Take a look at how they fit our criteria:
- Shelf life – According to HealthyCanning.com, you should plan for your home-canned foods to expire after about one year. In a perfect canning situation, food would likely last much longer than that, but it’s not a guarantee. Professionally canned food can last much longer.
- Storage – Canned fruits and vegetables are easy to stack, store, and inventory. If you are prepping in a very small space, consider whether canned foods are a better choice than dehydrated foods.
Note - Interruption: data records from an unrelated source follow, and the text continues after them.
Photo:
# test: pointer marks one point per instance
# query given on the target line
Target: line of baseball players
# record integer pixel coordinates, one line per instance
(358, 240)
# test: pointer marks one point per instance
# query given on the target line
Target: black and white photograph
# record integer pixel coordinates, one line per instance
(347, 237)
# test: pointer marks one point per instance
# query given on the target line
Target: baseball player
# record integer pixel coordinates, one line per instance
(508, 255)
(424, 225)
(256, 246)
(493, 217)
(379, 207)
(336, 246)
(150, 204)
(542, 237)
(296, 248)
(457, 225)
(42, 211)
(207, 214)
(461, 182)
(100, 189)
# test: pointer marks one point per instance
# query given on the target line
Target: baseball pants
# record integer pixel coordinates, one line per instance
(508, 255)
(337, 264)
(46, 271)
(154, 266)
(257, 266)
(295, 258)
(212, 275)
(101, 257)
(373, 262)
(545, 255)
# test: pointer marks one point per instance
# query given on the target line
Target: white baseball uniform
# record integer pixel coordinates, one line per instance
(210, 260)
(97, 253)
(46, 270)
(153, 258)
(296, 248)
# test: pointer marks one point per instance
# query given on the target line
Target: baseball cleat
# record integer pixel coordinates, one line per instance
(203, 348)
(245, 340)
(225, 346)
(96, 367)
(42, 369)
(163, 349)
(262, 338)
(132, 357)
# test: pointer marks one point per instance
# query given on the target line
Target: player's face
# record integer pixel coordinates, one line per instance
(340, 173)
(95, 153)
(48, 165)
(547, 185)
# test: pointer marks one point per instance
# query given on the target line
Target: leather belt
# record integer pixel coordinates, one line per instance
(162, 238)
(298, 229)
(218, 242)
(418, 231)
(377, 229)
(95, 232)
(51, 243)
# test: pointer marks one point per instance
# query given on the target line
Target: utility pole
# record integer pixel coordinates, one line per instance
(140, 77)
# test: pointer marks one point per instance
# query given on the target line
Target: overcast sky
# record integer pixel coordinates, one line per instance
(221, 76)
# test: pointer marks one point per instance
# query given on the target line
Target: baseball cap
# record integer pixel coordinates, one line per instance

However, canned foods pack a double punch of both nutrition and hydration, as they will contain water.
- Effort to prepare – These are the most convenient to consume, as many of these can be consumed straight out of the can or jar and don’t even need to be cooked. If you are concerned about a power failure or no ability to cook food, make sure your canned food supply is in good shape.
- Cost – Since this is such a broad category, it’s impossible to provide averages that would be meaningful. However, upon reviewing the calories per dollar of products in this category, according to our Prepper Deals service, canned corn is by far the most cost-efficient canned vegetable to prep (at up to 400+ calories per dollar), and canned fruit in syrup looks to be about 150-200 calories per dollar.
- Calorie density – Again, being such a broad category, it’s not possible to provide guidance here. In the future, we plan to enhance the Prepper Deals service to provide this information live, right on the deals page.
- Nutritional value – Many, many fruits and vegetables can be canned, which means the foods you select for your supply can provide you with a multitude of various vitamins and minerals. This is also a great place to make sure to stock up on foods your family likes, and that will help avoid food fatigue.
A thorough and varied prep inventory will have many more foods in it than the three listed here, but these are the most important to start with. When building your supply, considering these factors is crucial, and the more you do it, the better you will get at it.